Copy new and changed files by LastModifiedDate with Azure Data Factory

APPLIES TO: Azure Data Factory Azure Synapse Analytics

Tip

Try out Data Factory in Microsoft Fabric, an all-in-one analytics solution for enterprises. Microsoft Fabric covers everything from data movement to data science, real-time analytics, business intelligence, and reporting. Learn how to start a new trial for free!

This article describes a solution template that you can use to copy new and changed files only by LastModifiedDate from a file-based store to a destination store.

About this solution template

This template first selects the new and changed files only by their attributes LastModifiedDate, and then copies those selected files from the data source store to the data destination store.

The template contains one activity:

  • Copy to copy new and changed files only by LastModifiedDate from a file store to a destination store.

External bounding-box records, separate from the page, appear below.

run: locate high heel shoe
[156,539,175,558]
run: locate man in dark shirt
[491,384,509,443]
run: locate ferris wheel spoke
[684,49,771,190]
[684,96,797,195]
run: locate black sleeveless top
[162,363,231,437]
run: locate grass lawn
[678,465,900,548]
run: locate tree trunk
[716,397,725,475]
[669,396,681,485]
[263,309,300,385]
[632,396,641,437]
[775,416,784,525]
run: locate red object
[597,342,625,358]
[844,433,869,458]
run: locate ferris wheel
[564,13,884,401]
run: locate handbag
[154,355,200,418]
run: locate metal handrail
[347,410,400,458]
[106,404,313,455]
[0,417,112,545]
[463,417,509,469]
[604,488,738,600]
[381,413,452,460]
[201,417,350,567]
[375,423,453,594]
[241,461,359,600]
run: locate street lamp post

The template defines six parameters:

  • FolderPath_Source is the folder path where you can read the files from the source store. You need to replace the default value with your own folder path.
  • Directory_Source is the subfolder path where you can read the files from the source store. You need to replace the default value with your own subfolder path.
  • FolderPath_Destination is the folder path where you want to copy files to the destination store. You need to replace the default value with your own folder path.
  • Directory_Destination is the subfolder path where you want to copy files to the destination store. You need to replace the default value with your own subfolder path.
  • LastModified_From is used to select the files whose LastModifiedDate attribute is after or equal to this datetime value. In order to select the new files only, which has not been copied last time, this datetime value can be the time when the pipeline was triggered last time. You can replace the default value '2019-02-01T00:00:00Z' to your expected LastModifiedDate in UTC timezone.
  • LastModified_To is used to select the files whose LastModifiedDate attribute is before this datetime value. In order to select the new files only, which has not been copied last time, this datetime value can be the present time. You can replace the default value '2019-02-01T00:00:00Z' to your expected LastModifiedDate in UTC timezone.

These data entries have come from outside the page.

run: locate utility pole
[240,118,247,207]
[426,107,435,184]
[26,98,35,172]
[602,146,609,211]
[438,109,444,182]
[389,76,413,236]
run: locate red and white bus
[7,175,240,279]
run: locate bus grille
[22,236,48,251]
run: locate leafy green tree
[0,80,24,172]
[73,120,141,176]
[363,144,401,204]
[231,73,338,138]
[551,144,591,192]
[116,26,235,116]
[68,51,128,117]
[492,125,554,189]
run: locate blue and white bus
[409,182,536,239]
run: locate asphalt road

How to use this solution template

  1. Go to template Copy new files only by LastModifiedDate. Create a New connection to your destination store. The destination store is where you want to copy files to.

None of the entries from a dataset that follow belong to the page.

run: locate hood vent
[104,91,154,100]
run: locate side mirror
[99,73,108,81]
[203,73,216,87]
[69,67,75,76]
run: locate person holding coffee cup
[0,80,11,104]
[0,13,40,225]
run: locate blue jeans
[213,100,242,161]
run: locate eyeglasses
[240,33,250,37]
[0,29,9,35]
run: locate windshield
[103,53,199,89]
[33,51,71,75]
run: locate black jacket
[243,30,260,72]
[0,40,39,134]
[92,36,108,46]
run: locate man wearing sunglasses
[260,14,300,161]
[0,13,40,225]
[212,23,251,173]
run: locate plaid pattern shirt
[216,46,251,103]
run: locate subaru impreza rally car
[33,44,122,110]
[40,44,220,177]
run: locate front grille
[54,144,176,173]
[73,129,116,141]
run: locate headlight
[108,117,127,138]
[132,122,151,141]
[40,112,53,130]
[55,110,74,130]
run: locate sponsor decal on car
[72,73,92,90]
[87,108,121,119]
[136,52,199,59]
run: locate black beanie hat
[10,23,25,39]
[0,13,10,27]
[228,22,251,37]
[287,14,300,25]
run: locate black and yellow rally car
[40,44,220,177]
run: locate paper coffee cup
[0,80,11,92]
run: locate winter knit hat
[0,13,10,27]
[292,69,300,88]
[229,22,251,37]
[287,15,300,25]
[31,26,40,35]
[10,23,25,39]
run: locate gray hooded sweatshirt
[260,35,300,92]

    Create a new connection to the source

  2. Create a New connection to your source storage store. The source storage store is where you want to copy files from.

    Create a new connection to the destination

  3. Select Use this template.

    Use this template

  4. You will see the pipeline available in the panel, as shown in the following example:

    Show the pipeline

  5. Select Debug, write the value for the Parameters and select Finish. In the picture below, we set the parameters as following.

    • FolderPath_Source = sourcefolder
    • Directory_Source = subfolder
    • FolderPath_Destination = destinationfolder
    • Directory_Destination = subfolder
    • LastModified_From = 2019-02-01T00:00:00Z
    • LastModified_To = 2019-03-01T00:00:00Z

    The example is indicating that the files, which have been last modified within the timespan (2019-02-01T00:00:00Z to 2019-03-01T00:00:00Z) will be copied from the source path sourcefolder/subfolder to the destination path destinationfolder/subfolder. You can replace these with your own parameters.

    Run the pipeline

  6. Review the result. You will see only the files last modified within the configured timespan has been copied to the destination store.

    Review the result

  7. Now you can add a tumbling windows trigger to automate this pipeline, so that the pipeline can always copy new and changed files only by LastModifiedDate periodically. Select Add trigger, and select New/Edit.

    Screenshot that highlights the New/Edit menu option that appears when you select Add trigger.

  8. In the Add Triggers window, select + New.

  9. Select Tumbling Window for the trigger type, set Every 15 minute(s) as the recurrence (you can change to any interval time). Select Yes for Activated box, and then select OK.

    Create trigger

  10. Set the value for the Trigger Run Parameters as following, and select Finish.

    • FolderPath_Source = sourcefolder. You can replace with your folder in source data store.
    • Directory_Source = subfolder. You can replace with your subfolder in source data store.
    • FolderPath_Destination = destinationfolder. You can replace with your folder in destination data store.
    • Directory_Destination = subfolder. You can replace with your subfolder in destination data store.
    • LastModified_From = @trigger().outputs.windowStartTime. It is a system variable from the trigger determining the time when the pipeline was triggered last time.
    • LastModified_To = @trigger().outputs.windowEndTime. It is a system variable from the trigger determining the time when the pipeline is triggered this time.

    Input parameters

  11. Select Publish All.

    Publish All

  12. Create new files in your source folder of data source store. You are now waiting for the pipeline to be triggered automatically and only the new files will be copied to the destination store.

  13. Select Monitor tab in the left navigation panel, and wait for about 15 minutes if the recurrence of trigger has been set to every 15 minutes.

  14. Review the result. You will see your pipeline will be triggered automatically every 15 minutes, and only the new or changed files from source store will be copied to the destination store in each pipeline run.

    Screenshot that shows the results that return when the pipeline is triggered.